La liaison maternité-psy ne s’arrête pas là, elle commence
Il ne s’agit pas de confier nos patientes à une autre équipe pour la prise en charge du psychisme mais bien de continuer à collaborer autour de ces patientes pour accompagner simultanément le corps et l’esprit.
C’est pourquoi dès 2011 nous avons mis en place des « réunions de liaison », lassés de nous faire des transmissions entre deux ascenseurs et conscients du bénéfice que chacun d’entre nous pourrait en retirer.
Cette réunion mensuelle regroupe ainsi l’assistante sociale de la maternité, la psychologue, le pédo-psychiatre, une sage-femme de la PMI de secteur, la sage-femme cadre des suites de couches, et parfois des acteurs de structures extérieures ou d’autres membres de l’équipe comme les pédiatres. Chacun apporte son regard sur une situation par le prisme de son métier, afin de réfléchir comment, ensemble, nous pouvons accompagner au mieux ces patientes dans leur complexité et leurs besoins.
Pour les femmes souffrant de troubles des conduites alimentaires, le travail va surtout porter sur la notion de contrôle et de lâcher prise tout en tenant compte des particularités de chacune. S’il y a une période de la vie où l’on ne maîtrise pas grand-chose, c’est bien celle de la grossesse et de l’accouchement, et quoi de plus étrange et déroutant qu’un nouveau-né. L’entretien psychologique ou psychiatrique permet d’ébaucher des pistes que nous essayons ensuite de baliser, chacun selon son approche et ses spécificités ; l’objectif commun étant de proposer une prise en charge personnalisée.
Nous avons pour cela une « boîte à outils » qui ne cesse de s’enrichir au fur et à mesure des besoins de nos patientes :
- Le suivi par une sage-femme à domicile de la PMI ou libérale, pour rassurer sur les petits maux de la grossesse, les modifications et le ressenti corporels.
- Une rencontre avec l’assistante sociale.
- De l’acupuncture, avec des sages-femmes de la maternité, pour traiter les insomnies, l’anxiété, les nausées, les tensions douloureuses etc.
- La préparation à la naissance en groupe ou en individuel, pour commencer à se projeter dans des scénarios possibles d’accouchements, avec en complément de la sophrologie ou de la relaxation.
- Un entretien de fin de grossesse, en individuel ou en couple, où l’on prépare le séjour à la maternité, de la salle de naissance aux suites de couches.
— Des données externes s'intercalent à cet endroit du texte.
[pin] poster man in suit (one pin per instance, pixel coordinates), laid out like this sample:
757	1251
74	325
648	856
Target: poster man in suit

Nous reprenons les angoisses particulières, les besoins spécifiques, parlons de l’allaitement, du retour à la maison. Souvent cet échange est accompagné d’une visite de la salle d’accouchement et du service. A l’issue de cette consultation, un « mode d’emploi », rédigé avec la patiente et le conjoint, est inséré au dossier : il facilite le lien avec les équipes de la salle de naissance et de suites de couches.
Le dossier informatisé de la maternité est accessible aux différents soignants ; ce qui permet à chacune d’entre nous de tracer nos entretiens, mais aussi d’avoir accès à l’évolution du suivi obstétrical. Et inversement, l’équipe obstétricale peut s’assurer de la prise en charge et du suivi psycho-social.
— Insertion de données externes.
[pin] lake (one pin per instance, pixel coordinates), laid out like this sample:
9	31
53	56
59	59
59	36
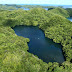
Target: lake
39	45
70	19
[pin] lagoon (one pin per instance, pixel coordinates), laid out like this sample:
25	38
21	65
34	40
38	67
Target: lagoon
39	45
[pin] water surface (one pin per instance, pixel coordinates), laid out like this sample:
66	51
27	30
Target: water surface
39	45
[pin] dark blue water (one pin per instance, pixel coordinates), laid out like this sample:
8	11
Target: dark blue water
39	45
70	19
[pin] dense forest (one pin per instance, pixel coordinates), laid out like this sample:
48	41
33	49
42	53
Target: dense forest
14	56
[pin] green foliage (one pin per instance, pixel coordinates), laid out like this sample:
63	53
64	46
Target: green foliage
60	11
69	10
13	49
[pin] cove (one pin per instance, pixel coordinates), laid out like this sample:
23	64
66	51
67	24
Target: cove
39	45
70	19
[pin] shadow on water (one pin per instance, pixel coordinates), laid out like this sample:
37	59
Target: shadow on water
39	45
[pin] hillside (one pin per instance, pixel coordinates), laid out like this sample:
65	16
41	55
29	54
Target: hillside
14	56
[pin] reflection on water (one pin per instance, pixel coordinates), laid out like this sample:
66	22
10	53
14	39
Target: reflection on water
39	45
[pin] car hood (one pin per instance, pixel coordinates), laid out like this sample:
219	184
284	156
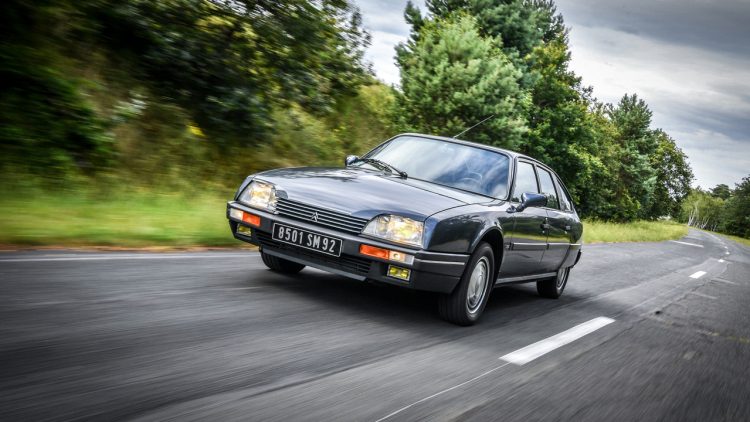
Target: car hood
365	193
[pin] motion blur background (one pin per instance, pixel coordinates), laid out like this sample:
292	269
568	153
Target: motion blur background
130	122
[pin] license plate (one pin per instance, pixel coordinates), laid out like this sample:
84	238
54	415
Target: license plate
306	239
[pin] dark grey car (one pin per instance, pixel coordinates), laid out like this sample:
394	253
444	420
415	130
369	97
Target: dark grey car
418	211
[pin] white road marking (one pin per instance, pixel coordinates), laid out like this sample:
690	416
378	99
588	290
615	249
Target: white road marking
115	257
533	351
702	295
442	392
686	243
525	355
724	281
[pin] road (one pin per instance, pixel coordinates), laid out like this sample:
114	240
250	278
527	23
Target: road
644	331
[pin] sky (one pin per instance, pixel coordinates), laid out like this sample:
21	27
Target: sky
689	59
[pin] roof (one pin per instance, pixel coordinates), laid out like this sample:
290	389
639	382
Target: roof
469	143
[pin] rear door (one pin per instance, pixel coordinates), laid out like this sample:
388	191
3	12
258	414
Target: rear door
528	237
558	226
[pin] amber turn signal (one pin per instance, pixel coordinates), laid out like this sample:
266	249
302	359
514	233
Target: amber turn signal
245	217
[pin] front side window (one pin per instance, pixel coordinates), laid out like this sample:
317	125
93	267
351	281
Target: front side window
451	164
525	180
548	188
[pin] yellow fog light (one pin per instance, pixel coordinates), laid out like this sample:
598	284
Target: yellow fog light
398	272
244	230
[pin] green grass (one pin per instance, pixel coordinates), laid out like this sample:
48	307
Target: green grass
127	220
740	240
638	231
146	219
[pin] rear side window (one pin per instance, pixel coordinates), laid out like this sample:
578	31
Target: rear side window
566	204
548	188
525	180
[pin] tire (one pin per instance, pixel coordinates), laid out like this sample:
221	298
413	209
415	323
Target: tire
552	288
281	265
465	305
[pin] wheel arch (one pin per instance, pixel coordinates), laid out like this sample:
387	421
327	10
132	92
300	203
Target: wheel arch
494	237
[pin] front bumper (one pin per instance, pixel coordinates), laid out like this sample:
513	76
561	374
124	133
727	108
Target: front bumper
430	271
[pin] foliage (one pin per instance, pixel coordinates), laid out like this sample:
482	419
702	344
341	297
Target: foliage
452	78
736	213
673	177
636	231
616	165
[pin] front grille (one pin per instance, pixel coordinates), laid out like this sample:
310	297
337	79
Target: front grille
326	218
348	263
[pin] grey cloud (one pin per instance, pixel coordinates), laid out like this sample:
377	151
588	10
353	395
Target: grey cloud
715	25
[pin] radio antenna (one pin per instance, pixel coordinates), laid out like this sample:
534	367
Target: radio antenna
466	130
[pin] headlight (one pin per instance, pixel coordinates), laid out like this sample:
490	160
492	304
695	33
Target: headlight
260	195
396	229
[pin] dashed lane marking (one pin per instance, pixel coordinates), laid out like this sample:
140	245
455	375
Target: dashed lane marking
484	374
129	257
702	295
522	356
686	243
540	348
721	280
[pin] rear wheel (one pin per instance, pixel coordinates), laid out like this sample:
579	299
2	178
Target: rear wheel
281	265
553	287
465	305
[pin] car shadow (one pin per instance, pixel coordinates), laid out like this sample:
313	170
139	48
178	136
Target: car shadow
407	308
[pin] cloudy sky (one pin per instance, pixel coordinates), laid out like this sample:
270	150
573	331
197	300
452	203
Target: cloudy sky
689	59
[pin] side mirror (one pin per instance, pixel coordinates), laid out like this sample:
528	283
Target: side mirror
530	199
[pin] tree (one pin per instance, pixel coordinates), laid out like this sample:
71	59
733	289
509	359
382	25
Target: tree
721	191
452	78
673	177
231	62
637	143
736	214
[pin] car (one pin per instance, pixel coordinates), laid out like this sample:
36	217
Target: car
418	211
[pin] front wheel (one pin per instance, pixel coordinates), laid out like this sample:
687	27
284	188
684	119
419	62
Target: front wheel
281	265
465	305
553	287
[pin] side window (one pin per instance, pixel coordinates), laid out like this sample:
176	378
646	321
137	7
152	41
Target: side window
525	180
565	203
548	188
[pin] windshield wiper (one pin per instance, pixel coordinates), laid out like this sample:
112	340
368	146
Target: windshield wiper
384	166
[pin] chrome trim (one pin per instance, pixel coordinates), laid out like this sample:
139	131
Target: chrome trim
524	278
320	216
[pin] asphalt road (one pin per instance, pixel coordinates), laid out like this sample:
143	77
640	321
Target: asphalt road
216	336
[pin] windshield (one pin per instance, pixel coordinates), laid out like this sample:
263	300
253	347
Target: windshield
446	163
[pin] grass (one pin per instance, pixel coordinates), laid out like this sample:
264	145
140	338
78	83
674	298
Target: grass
740	240
128	220
638	231
146	219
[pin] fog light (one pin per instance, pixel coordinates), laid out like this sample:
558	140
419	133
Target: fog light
386	254
244	230
401	257
398	272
Pour un pédopsychiatre : drôles de rencontres à la maternité
L’idée centrale du travail de lien : proposer un dispositif à géométrie variable en fonction des besoins de la future maman, mais surtout en fonction des modalités d’expression de ses besoins. Comme postulat préalable à toute rencontre avec la patiente : le crédit de confiance que nous accordons aux couples quant à leurs compétences à devenir parents. Le but des consultations avec le psychiatre, c’est avant tout d’évaluer, mais aussi d’accueillir, et déjà contenir au sens d’un holding et d’un handling sur mesure.
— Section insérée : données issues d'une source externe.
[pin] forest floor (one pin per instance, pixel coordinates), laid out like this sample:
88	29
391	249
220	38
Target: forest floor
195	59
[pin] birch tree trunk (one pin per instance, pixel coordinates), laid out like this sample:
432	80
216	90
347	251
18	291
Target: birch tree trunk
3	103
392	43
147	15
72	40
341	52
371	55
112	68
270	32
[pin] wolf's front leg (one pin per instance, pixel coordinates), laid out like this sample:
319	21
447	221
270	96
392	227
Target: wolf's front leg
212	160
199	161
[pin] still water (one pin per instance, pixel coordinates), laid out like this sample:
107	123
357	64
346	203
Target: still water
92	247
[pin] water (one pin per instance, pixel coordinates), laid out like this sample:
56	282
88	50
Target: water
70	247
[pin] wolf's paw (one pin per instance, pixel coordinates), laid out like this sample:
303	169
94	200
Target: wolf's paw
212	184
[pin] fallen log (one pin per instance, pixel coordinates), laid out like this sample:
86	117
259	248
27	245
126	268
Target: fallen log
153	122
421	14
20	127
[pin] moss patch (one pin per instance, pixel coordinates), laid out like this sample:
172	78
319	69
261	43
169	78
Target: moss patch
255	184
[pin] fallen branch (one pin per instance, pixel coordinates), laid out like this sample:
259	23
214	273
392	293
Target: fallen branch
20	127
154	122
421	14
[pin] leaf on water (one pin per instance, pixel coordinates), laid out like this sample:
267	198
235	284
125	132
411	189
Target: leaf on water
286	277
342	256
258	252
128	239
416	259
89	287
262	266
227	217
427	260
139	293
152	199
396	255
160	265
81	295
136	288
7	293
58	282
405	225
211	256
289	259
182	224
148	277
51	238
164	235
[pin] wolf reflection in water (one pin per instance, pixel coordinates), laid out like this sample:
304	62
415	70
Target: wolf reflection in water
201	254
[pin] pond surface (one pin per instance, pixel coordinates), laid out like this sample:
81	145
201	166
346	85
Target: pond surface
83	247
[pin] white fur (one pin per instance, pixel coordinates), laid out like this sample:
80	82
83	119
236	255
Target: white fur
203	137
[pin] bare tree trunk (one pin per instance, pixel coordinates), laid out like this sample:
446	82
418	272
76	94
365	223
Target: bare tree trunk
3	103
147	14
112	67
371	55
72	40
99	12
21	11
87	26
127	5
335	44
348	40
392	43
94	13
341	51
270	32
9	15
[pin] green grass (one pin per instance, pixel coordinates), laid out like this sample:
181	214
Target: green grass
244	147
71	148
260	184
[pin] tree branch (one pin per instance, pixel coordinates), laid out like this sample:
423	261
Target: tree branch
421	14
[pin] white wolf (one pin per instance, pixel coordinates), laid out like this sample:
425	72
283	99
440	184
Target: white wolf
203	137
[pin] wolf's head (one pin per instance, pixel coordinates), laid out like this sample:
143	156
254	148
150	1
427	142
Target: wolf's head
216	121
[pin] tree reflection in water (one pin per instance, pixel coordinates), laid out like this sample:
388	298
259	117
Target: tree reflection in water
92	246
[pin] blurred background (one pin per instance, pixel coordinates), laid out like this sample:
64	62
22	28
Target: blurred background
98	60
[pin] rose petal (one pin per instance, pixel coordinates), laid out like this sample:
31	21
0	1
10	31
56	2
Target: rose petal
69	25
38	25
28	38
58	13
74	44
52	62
En quel lieu le pédopsychiatre reçoit-il la future maman ? Emblématique du lien, un box en obstétrique, qui est la plupart du temps dédié aux consultations d’anesthésie. A gauche les étriers, en face un schéma didactique de la colonne vertébrale pour illustrer la péridurale, à droite un flyer de prévention du tabagisme chez la femme enceinte. Dans le bureau mitoyen : la consultation d’orthogénie. Comme si d’emblée la vie flirtait avec la mort. L’accueil remarquable réservé au « psy » à la maternité met en exergue le potentiel de cette équipe à accorder une place à l’autre chez soi, à l’étranger en soi ; peut-être que c’est à partir de là que s’initie le cheminement psychique de toute grossesse. C’est bien en effet avant tout la façon dont nous avons été présentées par la sage-femme ou l’obstétricien, la représentation que l’équipe nourrit du psy qui déjà donne le ton à notre rencontre avec la patiente. Ainsi, la déambulation d’un lieu à l’autre, d’une personne à une autre, dessine une trame à partir de laquelle se fait le tissage institutionnel, à chaque fois singulier. Co-créer un espace dans lequel va pouvoir prendre, s’incarner, s’étirer, prendre forme une temporalité spécifique à la grossesse : donner une place au bébé, comme autre, étranger et familier, anticiper le moment de la naissance, l’accouchement, pouvoir se représenter, imaginer la vie « après »… avec cet enfant.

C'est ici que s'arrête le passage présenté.